🤖 AI Summary
Large language models (LLMs) frequently generate factual hallucinations, hindering their deployment in high-stakes applications. Existing detection methods—relying on uncertainty estimation or external retrieval—suffer from overconfident false negatives, knowledge coverage limitations, and retrieval latency. To address these issues, we propose a lightweight, real-time token-level hallucination detection framework: we freeze the LLM backbone and attach a nonlinear MLP-based neural probe to high-level hidden states—replacing conventional linear probes.
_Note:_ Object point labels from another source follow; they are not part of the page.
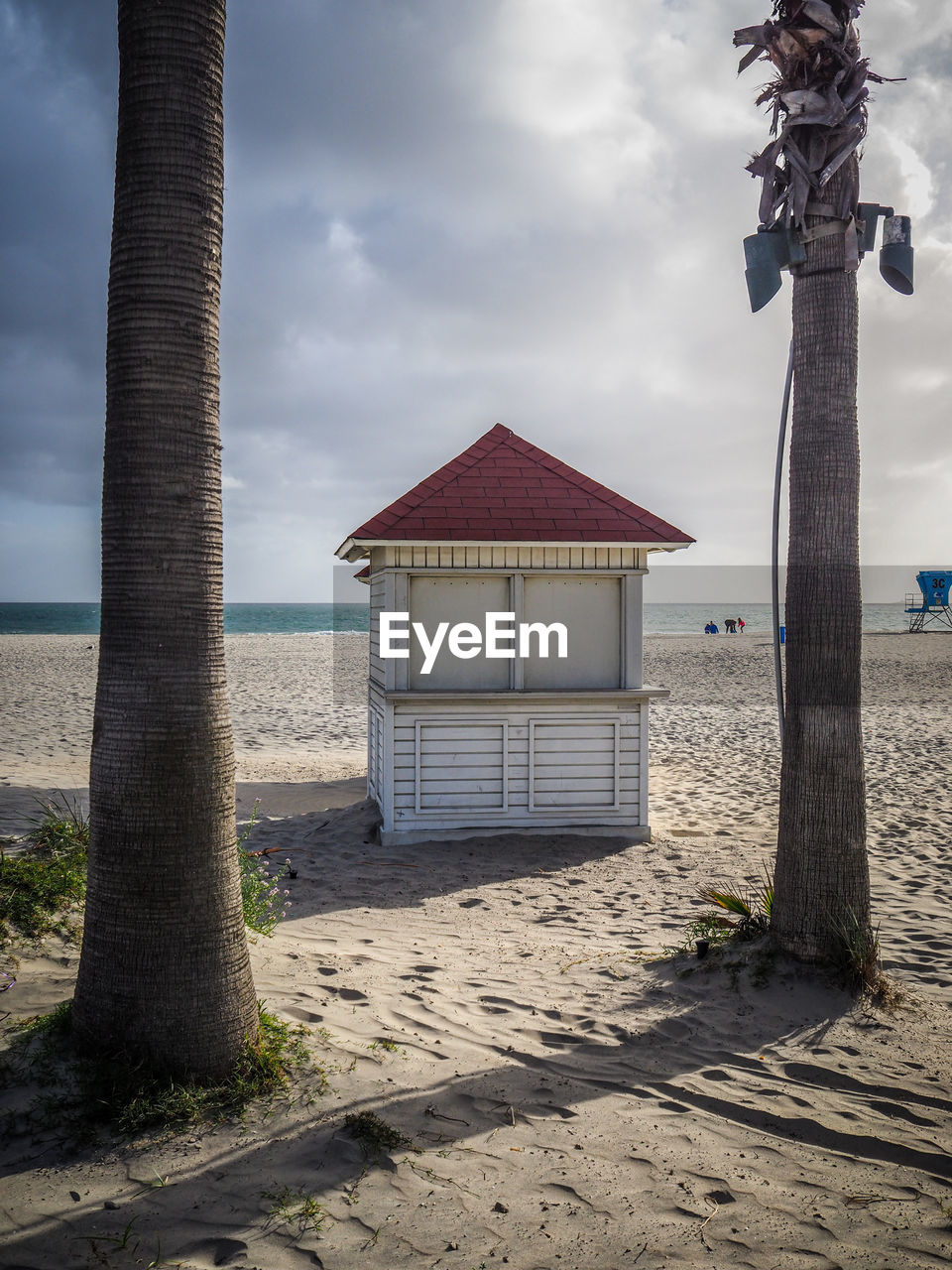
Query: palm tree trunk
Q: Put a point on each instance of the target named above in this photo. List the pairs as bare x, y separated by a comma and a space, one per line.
823, 878
164, 971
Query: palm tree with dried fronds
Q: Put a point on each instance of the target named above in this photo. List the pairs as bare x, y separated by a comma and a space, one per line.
810, 177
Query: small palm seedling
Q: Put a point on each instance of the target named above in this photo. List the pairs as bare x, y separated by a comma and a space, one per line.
749, 910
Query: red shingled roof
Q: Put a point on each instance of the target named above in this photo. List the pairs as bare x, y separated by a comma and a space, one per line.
503, 489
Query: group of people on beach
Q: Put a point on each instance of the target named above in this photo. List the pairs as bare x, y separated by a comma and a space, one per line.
731, 626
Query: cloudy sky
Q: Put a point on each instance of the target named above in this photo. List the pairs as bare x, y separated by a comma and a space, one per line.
447, 213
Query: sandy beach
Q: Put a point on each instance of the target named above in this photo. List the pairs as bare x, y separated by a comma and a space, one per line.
574, 1100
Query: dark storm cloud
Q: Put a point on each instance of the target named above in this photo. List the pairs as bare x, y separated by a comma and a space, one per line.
58, 93
444, 214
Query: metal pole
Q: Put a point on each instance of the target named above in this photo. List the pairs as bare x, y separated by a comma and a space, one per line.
774, 572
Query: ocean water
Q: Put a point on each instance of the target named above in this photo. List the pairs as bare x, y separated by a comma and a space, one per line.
318, 619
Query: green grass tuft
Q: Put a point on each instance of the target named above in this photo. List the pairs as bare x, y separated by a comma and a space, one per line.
42, 884
81, 1095
375, 1134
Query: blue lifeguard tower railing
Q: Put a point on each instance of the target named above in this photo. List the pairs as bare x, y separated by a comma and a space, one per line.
933, 608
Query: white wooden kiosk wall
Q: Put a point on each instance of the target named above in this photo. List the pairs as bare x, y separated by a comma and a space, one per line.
526, 744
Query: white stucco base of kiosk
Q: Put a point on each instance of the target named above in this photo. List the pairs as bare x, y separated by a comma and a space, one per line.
449, 765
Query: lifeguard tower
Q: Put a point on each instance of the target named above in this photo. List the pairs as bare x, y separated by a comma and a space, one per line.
474, 740
933, 608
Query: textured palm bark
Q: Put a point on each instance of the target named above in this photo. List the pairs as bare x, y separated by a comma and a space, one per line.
164, 971
823, 878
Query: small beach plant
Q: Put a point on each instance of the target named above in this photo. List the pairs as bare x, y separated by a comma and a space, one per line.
80, 1095
857, 955
749, 907
45, 879
263, 902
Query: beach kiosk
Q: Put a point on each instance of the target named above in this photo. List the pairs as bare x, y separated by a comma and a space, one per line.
529, 712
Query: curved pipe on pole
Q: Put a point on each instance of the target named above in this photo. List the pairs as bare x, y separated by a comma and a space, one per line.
774, 568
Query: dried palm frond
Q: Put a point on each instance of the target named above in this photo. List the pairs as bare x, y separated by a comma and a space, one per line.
817, 105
A multi-objective joint loss function is introduced to improve discriminative stability and semantic separability. Furthermore, we construct a layer-position–performance response model and employ Bayesian optimization to automatically identify the optimal probing layer. Evaluated on LongFact, HealthBench, and TriviaQA, our method achieves state-of-the-art performance, significantly improving accuracy, recall, and robustness under low false-positive constraints.
📝 Abstract
Large language models(LLMs) excel at text generation and knowledge question-answering tasks, but they are prone to generating hallucinated content, severely limiting their application in high-risk domains. Current hallucination detection methods based on uncertainty estimation and external knowledge retrieval suffer from the limitation that they still produce erroneous content at high confidence levels and rely heavily on retrieval efficiency and knowledge coverage. In contrast, probe methods that leverage the model's hidden-layer states offer real-time and lightweight advantages. However, traditional linear probes struggle to capture nonlinear structures in deep semantic spaces.To overcome these limitations, we propose a neural network-based framework for token-level hallucination detection. By freezing language model parameters, we employ lightweight MLP probes to perform nonlinear modeling of high-level hidden states. A multi-objective joint loss function is designed to enhance detection stability and semantic disambiguity. Additionally, we establish a layer position-probe performance response model, using Bayesian optimization to automatically search for optimal probe insertion layers and achieve superior training results.Experimental results on LongFact, HealthBench, and TriviaQA demonstrate that MLP probes significantly outperform state-of-the-art methods in accuracy, recall, and detection capability under low false-positive conditions.